The body representing 27 banks in the country said it objected to a claim reported in FMT that banks had been giving out loans for the development of commercial properties without due diligence.
“Thorough credit analysis is performed before any financing for commercial properties is granted,” it said in a statement.
It said this included project feasibility studies by independent parties or in-house commercial property experts, marketability and competitors’ analysis, assessment of economic and market developments, as well as repayment capability.
It said the measures were meant to ensure viability of a project. “Any projections are assessed for reasonableness and sensitivity analysis will be carried out,” it added.
It also said banks were only one part of the ecosystem responsible for the creation of the properties and not the only parties that provided their financing.
“Banks are also certainly not the part that is responsible for the creation of the entire supply of and demand for such properties,” it said.
“All stakeholders should work collaboratively to address this issue more effectively for the betterment of the nation.”
ABM also said banks would generally not finance shopping malls unless they form part of the integrated wider financing requirement, such as a township development or high-rise residential development.
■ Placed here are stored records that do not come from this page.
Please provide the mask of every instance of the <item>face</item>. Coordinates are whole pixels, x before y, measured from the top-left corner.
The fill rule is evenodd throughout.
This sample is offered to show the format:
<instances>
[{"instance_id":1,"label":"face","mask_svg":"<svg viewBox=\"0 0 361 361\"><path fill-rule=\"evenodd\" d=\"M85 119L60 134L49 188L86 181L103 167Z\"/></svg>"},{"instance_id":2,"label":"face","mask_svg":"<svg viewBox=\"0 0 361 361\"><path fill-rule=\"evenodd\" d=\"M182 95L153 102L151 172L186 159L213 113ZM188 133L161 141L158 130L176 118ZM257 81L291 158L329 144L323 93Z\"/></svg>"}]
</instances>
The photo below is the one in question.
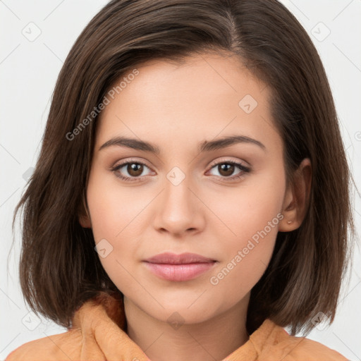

“Thus, banks’ appetite for financing of such projects is relatively low and the direct risks to banks from exposures to the office space and shopping complex segments remain small.”
It said in cases where borrowers engage independent valuers or consultants to prepare a feasibility study for a loan application, the report would still be subjected to the bank’s own assessment and risk appetite.
The developer’s financial standing, track record and multiple sources of funds for repayment, would also be considered in the assessment of the application, it added.
“Banks take into account the current and medium term commercial property market situation such as supply within the vicinity (both existing and incoming), demand, general economic trends, rental and occupancy rates.
“For purposes of evaluating applications for the financing of shopping malls, banks would additionally consider the population size and growth, purchasing power and potential growth in retail spending within the surrounding areas, as well as the outlook of the tourism industry, but to name a few,” it said.
On Sept 5, property expert Ernest Cheong was reported by FMT as saying that banks had been giving out loans for the development of commercial properties without due diligence for the past four of five years.
He said property consultants had already noted that there was a glut of commercial space as far back as 2012.
“It’s one thing for a developer to show they can pay back the loan based on projections of sold or rented out units, but how accurate are these projections? Is there really a demand? Obviously there isn’t enough,” he said.
Cheong was commenting on a Malaysian Reserve report which noted that banks’ stringent lending policy would see a delay of new commercial developments.